The ensemblvep subdirectory contains the output of the pipeline after the vep step, if vep was specified in the tools parameter.

|_ ensemblvep/
  |_ variants.family1.vep.vcf.gz
  |_ variants.family1.vep.vcf.gz.tbi
  ...

It contains one pair of vcf.gz, vcf.gz.tbi files per family. Specifically, we use the following naming scheme:

  • variants.<FAMILY_ID>.vep.vcf.gz
  • variants.<FAMILY_ID>.vep.vcf.gz.tbi

The family ID should match the family ID in the input sample sheet.

Exomiser Step: exomiser/results

The exomiser/results subdirectory contains the output fo the pipeline after the exomiser step, if exomiser was specified in the tools parameter.

|_ exomiser/results
   |_ family1.exomiser.genes.tsv
   |_ family1.exomiser.html
   |_ family1.exomiser.json
   |_ family1.exomiser.variants.tsv
   |_ family1.exomiser.vcf.gz
   |_ family1.exomiser.vcf.gz.tbi
  ...   

It should contains a set of 6 files per family. Specifically, we use the following naming scheme:

  • <FAMILY_ID>.exomiser.genes.tsv
  • <FAMILY_ID>.exomiser.html
  • <FAMILY_ID>.exomiser.json
  • <FAMILY_ID>.exomiser.variants.tsv
  • <FAMILY_ID>.exomiser.vcf.gz
  • <FAMILY_ID>.exomiser.vcf.gz.tbi

The family ID should match the family ID in the input sample sheet.

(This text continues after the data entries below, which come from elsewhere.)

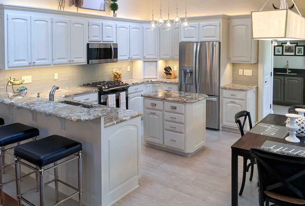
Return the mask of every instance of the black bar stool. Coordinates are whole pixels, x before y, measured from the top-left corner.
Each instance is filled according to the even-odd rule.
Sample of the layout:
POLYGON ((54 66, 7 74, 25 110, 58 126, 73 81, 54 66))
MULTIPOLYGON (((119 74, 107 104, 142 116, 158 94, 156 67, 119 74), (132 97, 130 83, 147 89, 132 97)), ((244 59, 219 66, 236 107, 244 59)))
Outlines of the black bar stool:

For more details about the content of each of these files, you can have a look at the exomiser documentation here

Others Steps

If needed, you can set the parameter publish_all to true, and the output from all pipeline steps will be published. The names of the subdirectories will match the nextflow process names.

We don't recommend using this in production. This is primarily useful for testing, debugging or troubleshooting.